Handling anti-bot challenges with Playwright

A competitor booking engine that renders its rate calendar with JavaScript and gates it behind a bot check will defeat a plain HTTP scraper every time. When a request-based fetch is not enough, a headless browser driven by Playwright can render the page, wait for the rates to load, and back off politely when a challenge appears. This guide covers that fallback path within Competitor Rate Scraping Pipelines, part of the Data Ingestion & OTA API Integration Workflows pillar. The goal is reliable extraction that respects target sites and commercial agreements — not evasion for its own sake.

Prerequisites

Step 1 — Launch a realistic browser context

Anti-bot systems fingerprint headless defaults. Launch a context with a real viewport, locale, and user agent so the page renders the way a genuine visitor’s would, and reuse the context across requests to the same domain to keep session cost down.

python
from __future__ import annotations

import asyncio
import logging
from playwright.async_api import async_playwright, Browser, BrowserContext

logger = logging.getLogger("scrape.browser")


async def new_context(browser: Browser) -> BrowserContext:
    return await browser.new_context(
        viewport={"width": 1366, "height": 900},
        locale="en-US",
        user_agent=("Mozilla/5.0 (Windows NT 10.0; Win64; x64) "
                    "AppleWebKit/537.36 (KHTML, like Gecko) "
                    "Chrome/120.0 Safari/537.36"),
    )

Step 2 — Render, wait for real content, and detect challenges

Navigate, then wait for the specific element that holds the rate rather than a fixed sleep — waiting on content is both faster and more robust. If a challenge page appears instead, detect it and signal a back-off rather than scraping garbage.

python
class ChallengeDetected(Exception):
    pass


async def fetch_rate_html(context: BrowserContext, url: str,
                          rate_selector: str) -> str:
    page = await context.new_page()
    try:
        await page.goto(url, wait_until="domcontentloaded", timeout=20_000)
        title = (await page.title()).lower()
        if any(sig in title for sig in ("just a moment", "verify", "are you human")):
            raise ChallengeDetected(url)
        await page.wait_for_selector(rate_selector, timeout=15_000)
        return await page.inner_html(rate_selector)
    finally:
        await page.close()

Step 3 — Back off on challenges instead of hammering

A detected challenge is a signal to slow down, not to retry immediately.

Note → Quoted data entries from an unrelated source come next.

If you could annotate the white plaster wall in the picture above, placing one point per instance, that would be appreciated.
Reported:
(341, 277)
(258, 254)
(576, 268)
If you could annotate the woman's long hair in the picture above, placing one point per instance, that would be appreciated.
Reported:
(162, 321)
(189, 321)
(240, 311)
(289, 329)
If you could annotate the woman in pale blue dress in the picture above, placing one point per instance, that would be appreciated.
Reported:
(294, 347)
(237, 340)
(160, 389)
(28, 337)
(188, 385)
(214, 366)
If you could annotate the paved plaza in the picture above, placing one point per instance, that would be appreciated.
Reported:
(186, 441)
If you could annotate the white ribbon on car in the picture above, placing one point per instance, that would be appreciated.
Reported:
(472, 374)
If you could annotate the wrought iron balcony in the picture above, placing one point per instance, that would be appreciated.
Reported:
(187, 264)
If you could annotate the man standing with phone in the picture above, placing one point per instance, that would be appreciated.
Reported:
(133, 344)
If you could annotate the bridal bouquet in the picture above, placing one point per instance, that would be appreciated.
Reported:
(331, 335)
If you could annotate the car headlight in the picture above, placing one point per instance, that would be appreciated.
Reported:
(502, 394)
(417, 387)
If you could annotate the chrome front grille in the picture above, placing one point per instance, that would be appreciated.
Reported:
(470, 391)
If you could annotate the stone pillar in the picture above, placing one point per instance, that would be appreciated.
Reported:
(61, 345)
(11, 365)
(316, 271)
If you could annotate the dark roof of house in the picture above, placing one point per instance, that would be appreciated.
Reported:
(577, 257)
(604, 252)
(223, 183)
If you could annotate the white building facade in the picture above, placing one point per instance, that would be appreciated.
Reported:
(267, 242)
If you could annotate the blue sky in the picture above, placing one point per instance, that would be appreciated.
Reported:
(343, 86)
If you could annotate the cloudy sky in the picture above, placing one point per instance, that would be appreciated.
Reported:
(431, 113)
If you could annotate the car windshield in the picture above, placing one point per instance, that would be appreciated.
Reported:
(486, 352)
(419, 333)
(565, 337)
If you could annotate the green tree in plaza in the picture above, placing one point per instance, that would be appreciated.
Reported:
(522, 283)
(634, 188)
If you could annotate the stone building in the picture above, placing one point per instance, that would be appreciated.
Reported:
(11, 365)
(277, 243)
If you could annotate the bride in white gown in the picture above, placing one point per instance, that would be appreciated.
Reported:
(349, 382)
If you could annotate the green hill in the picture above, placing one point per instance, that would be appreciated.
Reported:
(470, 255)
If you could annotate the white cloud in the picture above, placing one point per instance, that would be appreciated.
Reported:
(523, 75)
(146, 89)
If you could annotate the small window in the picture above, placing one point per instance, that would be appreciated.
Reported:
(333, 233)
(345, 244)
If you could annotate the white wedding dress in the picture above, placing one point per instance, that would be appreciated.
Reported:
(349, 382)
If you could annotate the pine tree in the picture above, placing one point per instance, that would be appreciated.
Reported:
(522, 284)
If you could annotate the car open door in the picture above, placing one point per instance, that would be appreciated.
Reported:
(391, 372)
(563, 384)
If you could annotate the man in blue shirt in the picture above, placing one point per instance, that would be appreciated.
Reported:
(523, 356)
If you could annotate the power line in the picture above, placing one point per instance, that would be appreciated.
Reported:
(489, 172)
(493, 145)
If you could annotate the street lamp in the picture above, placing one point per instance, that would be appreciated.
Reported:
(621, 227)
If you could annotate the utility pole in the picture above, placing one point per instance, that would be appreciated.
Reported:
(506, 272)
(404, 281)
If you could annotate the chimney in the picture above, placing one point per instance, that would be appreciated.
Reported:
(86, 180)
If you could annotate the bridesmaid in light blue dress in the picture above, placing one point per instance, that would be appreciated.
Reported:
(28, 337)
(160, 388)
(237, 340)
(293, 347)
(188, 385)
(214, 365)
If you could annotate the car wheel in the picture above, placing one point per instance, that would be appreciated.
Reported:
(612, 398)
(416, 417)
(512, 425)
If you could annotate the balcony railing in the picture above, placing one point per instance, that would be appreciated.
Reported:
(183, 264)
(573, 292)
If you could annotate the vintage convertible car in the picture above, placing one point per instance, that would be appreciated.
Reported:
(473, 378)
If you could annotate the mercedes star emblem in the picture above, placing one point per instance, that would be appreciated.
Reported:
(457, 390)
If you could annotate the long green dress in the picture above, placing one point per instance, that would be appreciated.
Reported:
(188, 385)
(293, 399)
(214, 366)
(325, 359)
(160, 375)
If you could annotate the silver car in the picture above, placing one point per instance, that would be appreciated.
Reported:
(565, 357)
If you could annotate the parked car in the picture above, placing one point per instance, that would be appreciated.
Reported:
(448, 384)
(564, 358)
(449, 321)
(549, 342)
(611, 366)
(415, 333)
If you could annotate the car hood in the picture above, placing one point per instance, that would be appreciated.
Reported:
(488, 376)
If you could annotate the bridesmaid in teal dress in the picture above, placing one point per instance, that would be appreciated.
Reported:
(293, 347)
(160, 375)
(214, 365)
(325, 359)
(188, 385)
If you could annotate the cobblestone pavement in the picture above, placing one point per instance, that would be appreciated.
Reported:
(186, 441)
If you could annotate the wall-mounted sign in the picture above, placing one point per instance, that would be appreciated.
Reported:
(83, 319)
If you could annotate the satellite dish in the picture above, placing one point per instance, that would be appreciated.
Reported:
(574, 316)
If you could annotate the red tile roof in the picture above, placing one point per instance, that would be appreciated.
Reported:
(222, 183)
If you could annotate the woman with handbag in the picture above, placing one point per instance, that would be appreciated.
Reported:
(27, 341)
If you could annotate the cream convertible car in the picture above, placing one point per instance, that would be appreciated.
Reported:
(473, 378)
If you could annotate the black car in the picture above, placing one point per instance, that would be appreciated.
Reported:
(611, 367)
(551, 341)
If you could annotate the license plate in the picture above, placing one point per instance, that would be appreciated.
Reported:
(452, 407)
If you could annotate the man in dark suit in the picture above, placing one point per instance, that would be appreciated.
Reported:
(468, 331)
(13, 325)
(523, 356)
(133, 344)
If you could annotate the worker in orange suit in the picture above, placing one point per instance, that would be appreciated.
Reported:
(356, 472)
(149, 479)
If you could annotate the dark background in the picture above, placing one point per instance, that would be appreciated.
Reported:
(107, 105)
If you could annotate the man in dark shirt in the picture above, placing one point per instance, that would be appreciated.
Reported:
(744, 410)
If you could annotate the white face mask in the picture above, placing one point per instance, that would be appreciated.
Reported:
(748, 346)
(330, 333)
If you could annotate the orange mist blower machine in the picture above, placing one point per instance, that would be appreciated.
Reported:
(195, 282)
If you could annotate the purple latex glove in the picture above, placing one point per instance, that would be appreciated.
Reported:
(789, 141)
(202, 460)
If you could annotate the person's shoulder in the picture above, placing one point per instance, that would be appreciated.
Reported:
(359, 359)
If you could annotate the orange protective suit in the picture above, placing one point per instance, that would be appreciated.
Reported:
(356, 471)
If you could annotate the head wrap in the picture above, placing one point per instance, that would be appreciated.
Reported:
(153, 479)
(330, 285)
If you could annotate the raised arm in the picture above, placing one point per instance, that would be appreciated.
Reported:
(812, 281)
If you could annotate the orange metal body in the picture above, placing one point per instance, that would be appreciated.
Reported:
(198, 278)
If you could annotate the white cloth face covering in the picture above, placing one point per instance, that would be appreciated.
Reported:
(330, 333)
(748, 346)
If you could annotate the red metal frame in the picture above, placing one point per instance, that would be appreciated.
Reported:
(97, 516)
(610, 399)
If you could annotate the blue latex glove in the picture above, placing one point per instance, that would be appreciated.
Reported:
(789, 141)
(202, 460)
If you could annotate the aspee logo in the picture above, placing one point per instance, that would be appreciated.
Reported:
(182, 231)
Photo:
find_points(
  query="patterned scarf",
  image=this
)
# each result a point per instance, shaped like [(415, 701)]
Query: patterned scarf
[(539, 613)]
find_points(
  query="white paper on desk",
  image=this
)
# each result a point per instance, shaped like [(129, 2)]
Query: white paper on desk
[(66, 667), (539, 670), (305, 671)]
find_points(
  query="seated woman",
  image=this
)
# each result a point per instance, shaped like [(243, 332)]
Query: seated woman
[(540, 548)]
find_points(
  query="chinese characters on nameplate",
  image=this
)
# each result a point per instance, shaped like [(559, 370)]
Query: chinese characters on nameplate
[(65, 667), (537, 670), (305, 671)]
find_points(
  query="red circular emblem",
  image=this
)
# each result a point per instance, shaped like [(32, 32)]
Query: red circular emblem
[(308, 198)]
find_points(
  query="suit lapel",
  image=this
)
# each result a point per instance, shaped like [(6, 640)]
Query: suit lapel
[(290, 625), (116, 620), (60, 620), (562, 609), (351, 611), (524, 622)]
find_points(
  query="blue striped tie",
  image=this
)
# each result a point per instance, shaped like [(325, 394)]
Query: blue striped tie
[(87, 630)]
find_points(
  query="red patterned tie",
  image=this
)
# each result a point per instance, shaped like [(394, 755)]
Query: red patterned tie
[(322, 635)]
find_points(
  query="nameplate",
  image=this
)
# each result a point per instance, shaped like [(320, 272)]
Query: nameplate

Apply exponential backoff and, after repeated challenges, route the target to a manual-review queue so a human can decide whether continued access is appropriate.

python
async def fetch_with_backoff(context: BrowserContext, url: str, selector: str,
                             max_attempts: int = 3) -> str | None:
    for attempt in range(1, max_attempts + 1):
        try:
            return await fetch_rate_html(context, url, selector)
        except ChallengeDetected:
            wait = 2 ** attempt
            logger.warning("challenge on %s (attempt %d); backing off %ds",
                           url, attempt, wait)
            await asyncio.sleep(wait)
    logger.error("giving up on %s after %d challenges; routing to review",
                 url, max_attempts)
    return None

Backing off and escalating to review, rather than retrying aggressively, keeps the pipeline within acceptable-use norms and avoids the IP reputation damage that makes every future request harder.

Verification and testing

Playwright ships a test server pattern; here a local HTML fixture confirms the selector-wait and challenge detection without hitting a real site.

python
import asyncio


async def _run(html_path: str, selector: str) -> str:
    async with async_playwright() as pw:
        browser = await pw.chromium.launch()
        context = await new_context(browser)
        result = await fetch_rate_html(context, f"file://{html_path}", selector)
        await browser.close()
        return result


def test_extracts_rate_block(tmp_path) -> None:
    fixture = tmp_path / "rates.html"
    fixture.write_text('<div id="rate">180</div>')
    html = asyncio.run(_run(str(fixture), "#rate"))
    assert "180" in html

Common pitfalls and edge cases

  • Fixed sleeps. sleep(5) is both slow and flaky; wait on the rate selector instead.
  • Leaking pages. Not closing pages exhausts browser memory over a long run; always close in a finally.
  • Ignoring challenges. Scraping a challenge page yields junk that poisons normalization; detect and back off.
  • One context per request. Recreating the browser context per URL is expensive; reuse per domain.
  • Terms of service. Headless rendering does not override a site’s terms; keep targets within agreed commercial boundaries and honor review escalations.